Ce cas m'a laissé une impression très profonde, et m'a permis pendant les dizaines d'années de pratique, lorsque je rencontrais des résultats cliniques insatisfaisants, de ne jamais douter de la médecine chinoise ou de sa théorie. Alors, nous devons bien réfléchir à ce problème du retard de la théorie sur la pratique clinique. Une fois ce problème réglé, concernant la théorie nous pouvons être rassuré et avec courage la mettre en pratique. Quand nous rencontrerons un obstacle nous pourrons par la compréhension chercher le problème en nous-même et ne pas rejeter la faute sur la théorie. Évidemment si le problème est vraiment dans la théorie, que la théorie est vraiment à la traine, nous ne devons pas conserver cette théorie. Mais, en me basant sur mon expérience et mes observations, la plupart du temps les problèmes ne viennent pas de la théorie mais de nos connaissances.

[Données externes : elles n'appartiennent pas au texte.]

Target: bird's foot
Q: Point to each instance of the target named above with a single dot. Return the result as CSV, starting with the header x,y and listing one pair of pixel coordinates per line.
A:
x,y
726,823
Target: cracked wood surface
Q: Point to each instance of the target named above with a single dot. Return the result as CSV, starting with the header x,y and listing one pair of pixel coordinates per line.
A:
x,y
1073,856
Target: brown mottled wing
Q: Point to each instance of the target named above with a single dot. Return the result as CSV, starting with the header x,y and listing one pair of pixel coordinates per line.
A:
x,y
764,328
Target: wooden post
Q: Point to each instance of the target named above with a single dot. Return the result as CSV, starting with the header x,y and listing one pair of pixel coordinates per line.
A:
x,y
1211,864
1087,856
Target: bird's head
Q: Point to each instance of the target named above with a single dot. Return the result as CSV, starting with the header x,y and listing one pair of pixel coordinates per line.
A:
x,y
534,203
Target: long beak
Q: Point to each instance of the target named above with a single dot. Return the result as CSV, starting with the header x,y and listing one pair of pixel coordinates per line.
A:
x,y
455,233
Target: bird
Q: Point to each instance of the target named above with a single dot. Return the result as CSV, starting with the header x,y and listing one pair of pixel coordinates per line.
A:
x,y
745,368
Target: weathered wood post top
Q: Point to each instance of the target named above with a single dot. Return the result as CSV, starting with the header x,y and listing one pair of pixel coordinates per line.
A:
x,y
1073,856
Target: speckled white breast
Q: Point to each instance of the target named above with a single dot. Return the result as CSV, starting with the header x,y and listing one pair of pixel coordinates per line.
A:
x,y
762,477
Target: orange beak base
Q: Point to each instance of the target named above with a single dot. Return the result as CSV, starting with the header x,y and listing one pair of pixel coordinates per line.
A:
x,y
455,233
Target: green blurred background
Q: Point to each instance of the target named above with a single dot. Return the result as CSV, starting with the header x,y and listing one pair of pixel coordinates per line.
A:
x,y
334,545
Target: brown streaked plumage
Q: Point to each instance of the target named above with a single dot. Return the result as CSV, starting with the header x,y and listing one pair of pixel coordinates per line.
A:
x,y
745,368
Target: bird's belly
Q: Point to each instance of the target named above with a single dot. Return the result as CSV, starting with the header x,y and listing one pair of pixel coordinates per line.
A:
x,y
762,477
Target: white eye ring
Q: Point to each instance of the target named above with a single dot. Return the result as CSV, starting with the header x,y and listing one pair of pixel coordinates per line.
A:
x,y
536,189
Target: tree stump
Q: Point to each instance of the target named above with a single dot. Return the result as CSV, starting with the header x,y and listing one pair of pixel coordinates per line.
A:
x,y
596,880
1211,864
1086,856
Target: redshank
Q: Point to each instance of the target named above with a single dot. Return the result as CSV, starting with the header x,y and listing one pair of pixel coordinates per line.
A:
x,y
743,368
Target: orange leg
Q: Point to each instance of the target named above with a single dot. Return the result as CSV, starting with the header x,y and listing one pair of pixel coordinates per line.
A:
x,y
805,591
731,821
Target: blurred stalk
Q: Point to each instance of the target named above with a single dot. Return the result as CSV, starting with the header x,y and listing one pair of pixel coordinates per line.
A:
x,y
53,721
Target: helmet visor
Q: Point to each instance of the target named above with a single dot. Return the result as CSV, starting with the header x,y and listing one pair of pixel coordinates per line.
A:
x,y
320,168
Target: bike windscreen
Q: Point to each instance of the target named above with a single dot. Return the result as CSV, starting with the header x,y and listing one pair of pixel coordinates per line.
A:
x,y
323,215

c. Remarque sur le développement de la physique au 20ème siècle
Par rapport au problème ci-dessus je voudrais encore l'expliquer sous un autre angle. La relation entre la théorie et la réalité pratique, la théorie et la clinique est claire et nette. Concernant ce point, nous allons simplement nous souvenir un peu du développement de la physique pendant le 20ème siècle et ce sera très clair.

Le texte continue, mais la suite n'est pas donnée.